I don't think SQL can be more brittle than untyped object-oriented Python. The latter is as brittle as it gets, as we all know from ML code. SQL is common for ETL exactly because it's not brittle, (mostly) declarative and easy to test and modularize.
What Python give you is more flexibility, at the expensive of exponentially more brittleness.
> SQL is common for ETL exactly because it’s not brittle,
SQL is common for ETL because typically at least one, sometimes both, ends of an ETL operation is an RDBMS for which SQL is the standard language. It has nothing to do with lack of brittleness.
I guess it's surprising then that both Hadoop/Hive and Spark, which were the originators of SQL for ETL, typically work on data lakes instead of RDBMSs. In fact, RDBMs support didn't come for a long time. The choice of SQL has nothing to do with RDBMs. It's because SQL is a declarative language that's easy to parse and convert into a physical query plan that can be parallelized and optimized extremely well. Why is that? Because it's not a general-purpose imperative loosely typed brittle language like Python.
> Hadoop/Hive and Spark, which were the originators of SQL for ETL
They weren’t.
I guarantee you, before either of those existed, when Data Warehousing was often done with a different version/configuration of the same brand of RDBMS as the transactional store (the latter likely using something closer to a normalized schema, the former using a star or snowflake schema), using SQL for ETL was absolutely normal.
Which is why newer data warehousing / data lake systems support SQL even though they aren’t RDBMSs: a couple decades of RDBMS dominance made it the JavaScript of data storage.
> Because it’s not a general-purpose imperative loosely typed brittle language like Python.
Its not general-purpose or imperative, its just as much “loosely typed” as Python (both Python and SQL are strongly typed.)
Its not clear what concrete meaning “brittle” is supposed to have in this claim, so I can’t evaluate its accuracy.
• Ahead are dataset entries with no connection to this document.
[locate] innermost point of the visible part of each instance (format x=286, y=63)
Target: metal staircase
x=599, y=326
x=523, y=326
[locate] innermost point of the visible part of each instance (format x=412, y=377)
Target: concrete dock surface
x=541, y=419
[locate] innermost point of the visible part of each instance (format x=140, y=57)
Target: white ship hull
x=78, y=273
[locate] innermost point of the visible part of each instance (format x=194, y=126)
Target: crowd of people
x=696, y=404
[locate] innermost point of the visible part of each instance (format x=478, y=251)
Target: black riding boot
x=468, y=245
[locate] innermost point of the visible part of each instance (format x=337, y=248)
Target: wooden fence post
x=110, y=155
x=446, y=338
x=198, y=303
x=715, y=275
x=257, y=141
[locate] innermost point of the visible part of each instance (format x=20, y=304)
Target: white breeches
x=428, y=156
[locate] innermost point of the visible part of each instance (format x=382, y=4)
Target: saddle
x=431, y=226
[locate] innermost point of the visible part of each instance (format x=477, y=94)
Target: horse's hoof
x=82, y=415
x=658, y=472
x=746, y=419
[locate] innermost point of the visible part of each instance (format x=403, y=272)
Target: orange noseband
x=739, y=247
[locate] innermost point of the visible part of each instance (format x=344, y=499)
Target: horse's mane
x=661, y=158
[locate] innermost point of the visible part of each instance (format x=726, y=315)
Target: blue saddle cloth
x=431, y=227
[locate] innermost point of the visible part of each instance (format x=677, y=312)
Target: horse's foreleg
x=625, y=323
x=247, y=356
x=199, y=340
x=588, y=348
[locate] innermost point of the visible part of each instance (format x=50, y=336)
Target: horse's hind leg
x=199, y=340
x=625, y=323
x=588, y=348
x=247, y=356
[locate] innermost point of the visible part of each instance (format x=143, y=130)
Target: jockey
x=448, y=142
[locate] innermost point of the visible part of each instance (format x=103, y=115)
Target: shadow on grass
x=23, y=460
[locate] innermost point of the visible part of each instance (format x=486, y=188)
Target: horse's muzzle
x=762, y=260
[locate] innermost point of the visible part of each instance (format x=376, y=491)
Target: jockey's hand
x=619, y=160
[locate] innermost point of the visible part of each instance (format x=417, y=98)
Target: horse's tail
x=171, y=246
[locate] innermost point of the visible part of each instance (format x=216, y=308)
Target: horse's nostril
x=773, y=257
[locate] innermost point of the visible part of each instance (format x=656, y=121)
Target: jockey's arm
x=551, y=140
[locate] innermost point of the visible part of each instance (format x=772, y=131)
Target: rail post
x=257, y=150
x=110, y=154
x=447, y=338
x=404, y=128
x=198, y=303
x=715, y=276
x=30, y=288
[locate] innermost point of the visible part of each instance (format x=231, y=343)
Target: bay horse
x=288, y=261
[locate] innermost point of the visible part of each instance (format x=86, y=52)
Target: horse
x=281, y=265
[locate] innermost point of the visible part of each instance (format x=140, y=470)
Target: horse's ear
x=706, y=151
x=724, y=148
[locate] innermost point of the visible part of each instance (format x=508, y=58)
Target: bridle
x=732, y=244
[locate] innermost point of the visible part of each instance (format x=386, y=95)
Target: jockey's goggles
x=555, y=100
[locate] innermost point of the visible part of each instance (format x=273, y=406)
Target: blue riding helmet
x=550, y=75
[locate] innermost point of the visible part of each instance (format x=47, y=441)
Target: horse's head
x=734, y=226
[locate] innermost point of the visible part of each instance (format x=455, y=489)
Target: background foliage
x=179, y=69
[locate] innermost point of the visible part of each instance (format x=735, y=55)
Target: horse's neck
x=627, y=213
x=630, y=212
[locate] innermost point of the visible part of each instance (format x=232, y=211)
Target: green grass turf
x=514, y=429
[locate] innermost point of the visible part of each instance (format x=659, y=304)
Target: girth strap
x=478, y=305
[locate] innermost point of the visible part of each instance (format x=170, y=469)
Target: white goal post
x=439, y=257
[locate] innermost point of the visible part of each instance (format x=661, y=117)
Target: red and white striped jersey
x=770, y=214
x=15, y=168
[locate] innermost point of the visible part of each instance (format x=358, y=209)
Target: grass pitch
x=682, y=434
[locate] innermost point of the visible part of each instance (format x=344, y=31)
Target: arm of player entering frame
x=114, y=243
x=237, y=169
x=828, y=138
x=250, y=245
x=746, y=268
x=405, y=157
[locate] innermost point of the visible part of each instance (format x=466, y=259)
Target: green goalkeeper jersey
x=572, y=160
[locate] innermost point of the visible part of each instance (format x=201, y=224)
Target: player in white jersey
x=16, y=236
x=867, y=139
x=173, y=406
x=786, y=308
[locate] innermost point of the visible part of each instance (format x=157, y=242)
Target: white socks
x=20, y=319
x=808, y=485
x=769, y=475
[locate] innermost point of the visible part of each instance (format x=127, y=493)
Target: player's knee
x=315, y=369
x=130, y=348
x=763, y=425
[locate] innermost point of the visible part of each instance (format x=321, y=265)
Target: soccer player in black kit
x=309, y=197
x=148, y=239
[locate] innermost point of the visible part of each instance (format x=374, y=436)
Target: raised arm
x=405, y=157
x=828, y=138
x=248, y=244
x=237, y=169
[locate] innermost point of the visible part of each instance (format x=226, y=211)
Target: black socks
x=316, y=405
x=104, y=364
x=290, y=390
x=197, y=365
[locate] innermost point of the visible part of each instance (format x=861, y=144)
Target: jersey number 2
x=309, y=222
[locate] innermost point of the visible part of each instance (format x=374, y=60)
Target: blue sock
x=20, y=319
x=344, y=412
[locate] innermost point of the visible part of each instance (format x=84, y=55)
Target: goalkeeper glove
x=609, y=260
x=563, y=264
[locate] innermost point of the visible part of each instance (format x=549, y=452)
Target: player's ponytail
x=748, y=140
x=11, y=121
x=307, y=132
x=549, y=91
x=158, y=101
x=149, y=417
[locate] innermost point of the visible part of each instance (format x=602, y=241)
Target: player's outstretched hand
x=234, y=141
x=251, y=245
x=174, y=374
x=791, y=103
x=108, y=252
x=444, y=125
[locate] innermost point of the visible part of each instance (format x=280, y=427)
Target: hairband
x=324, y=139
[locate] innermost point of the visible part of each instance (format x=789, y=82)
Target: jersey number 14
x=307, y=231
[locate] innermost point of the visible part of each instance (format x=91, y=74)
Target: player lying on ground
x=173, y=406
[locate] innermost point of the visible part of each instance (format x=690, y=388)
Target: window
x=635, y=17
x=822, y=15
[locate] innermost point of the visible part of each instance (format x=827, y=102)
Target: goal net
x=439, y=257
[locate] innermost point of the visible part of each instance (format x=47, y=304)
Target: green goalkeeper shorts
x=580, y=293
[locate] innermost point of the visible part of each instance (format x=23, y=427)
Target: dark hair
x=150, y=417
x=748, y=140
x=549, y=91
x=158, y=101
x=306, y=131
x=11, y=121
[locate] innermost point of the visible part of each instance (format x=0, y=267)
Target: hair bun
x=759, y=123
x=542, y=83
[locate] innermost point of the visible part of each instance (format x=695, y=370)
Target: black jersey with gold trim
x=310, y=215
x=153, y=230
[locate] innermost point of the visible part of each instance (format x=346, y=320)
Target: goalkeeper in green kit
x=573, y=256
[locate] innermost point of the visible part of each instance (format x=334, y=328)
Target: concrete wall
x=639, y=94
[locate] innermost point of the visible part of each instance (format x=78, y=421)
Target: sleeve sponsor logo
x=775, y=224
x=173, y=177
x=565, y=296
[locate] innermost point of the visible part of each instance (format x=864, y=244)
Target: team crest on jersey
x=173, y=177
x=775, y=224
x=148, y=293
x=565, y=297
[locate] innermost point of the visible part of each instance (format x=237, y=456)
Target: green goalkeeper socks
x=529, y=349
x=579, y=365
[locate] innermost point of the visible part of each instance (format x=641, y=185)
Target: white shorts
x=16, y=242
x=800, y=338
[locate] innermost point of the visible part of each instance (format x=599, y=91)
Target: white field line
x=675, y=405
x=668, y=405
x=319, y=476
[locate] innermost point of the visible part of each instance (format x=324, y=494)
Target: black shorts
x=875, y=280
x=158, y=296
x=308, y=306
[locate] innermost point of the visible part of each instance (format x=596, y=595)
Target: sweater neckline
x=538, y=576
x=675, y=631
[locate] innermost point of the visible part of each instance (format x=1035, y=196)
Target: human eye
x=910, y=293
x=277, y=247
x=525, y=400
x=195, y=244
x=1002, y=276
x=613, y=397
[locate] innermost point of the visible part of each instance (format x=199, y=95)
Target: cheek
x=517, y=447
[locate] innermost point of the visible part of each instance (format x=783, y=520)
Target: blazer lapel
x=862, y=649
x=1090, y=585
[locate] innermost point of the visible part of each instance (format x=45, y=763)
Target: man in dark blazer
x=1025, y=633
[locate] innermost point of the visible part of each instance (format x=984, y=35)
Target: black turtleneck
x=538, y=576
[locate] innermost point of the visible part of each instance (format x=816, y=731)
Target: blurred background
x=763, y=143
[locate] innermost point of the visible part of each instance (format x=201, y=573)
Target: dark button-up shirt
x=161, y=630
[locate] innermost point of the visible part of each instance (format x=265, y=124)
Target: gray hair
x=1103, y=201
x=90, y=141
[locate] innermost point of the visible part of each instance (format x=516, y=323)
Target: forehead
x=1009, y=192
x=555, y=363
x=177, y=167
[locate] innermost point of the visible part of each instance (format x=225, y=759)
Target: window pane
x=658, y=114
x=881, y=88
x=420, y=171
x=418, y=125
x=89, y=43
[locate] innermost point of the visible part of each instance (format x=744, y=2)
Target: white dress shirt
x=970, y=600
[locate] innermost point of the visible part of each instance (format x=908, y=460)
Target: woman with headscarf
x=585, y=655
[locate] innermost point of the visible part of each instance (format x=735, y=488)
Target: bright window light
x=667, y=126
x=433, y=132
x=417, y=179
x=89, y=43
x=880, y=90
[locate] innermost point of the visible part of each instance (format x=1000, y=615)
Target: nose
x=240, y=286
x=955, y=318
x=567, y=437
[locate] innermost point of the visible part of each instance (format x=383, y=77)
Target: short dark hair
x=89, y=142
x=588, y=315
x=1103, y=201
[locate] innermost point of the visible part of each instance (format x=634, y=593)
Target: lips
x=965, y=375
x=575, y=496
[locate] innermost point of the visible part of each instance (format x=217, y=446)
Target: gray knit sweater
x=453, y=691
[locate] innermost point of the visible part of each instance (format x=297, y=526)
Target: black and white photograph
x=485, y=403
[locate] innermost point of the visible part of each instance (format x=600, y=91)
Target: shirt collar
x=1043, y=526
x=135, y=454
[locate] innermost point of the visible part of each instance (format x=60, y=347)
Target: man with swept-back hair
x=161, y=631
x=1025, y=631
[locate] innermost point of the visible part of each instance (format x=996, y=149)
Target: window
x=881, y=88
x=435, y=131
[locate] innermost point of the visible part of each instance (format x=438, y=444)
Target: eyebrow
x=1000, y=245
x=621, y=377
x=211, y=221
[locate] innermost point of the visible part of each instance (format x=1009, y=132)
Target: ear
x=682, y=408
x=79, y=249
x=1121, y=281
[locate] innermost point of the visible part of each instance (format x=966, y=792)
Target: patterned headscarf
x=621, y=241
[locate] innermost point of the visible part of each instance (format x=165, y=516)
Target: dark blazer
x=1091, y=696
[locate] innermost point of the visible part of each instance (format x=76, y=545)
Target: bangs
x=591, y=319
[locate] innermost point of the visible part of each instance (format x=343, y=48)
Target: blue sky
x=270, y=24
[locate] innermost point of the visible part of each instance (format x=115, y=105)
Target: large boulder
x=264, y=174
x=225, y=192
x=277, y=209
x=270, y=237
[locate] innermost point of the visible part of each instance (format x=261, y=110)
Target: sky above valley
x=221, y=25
Definitely, I can jump into what we meant by brittle—we mainly meant that SQL scripts are hard to debug/undescriptive, you can't parametrize and customize error messages that you receive from transforms, and you can only execute one complete statement at a time that are often chained together with CTEs (which is a nightmare if its a statement of 400 lines of SQL). Python makes it easier to debug since we turn the approach from a declarative to a procedural one, and that's even the case with breakpoints when you write your actual transformers in Python.
What Python give you is more flexibility, at the expensive of exponentially more brittleness.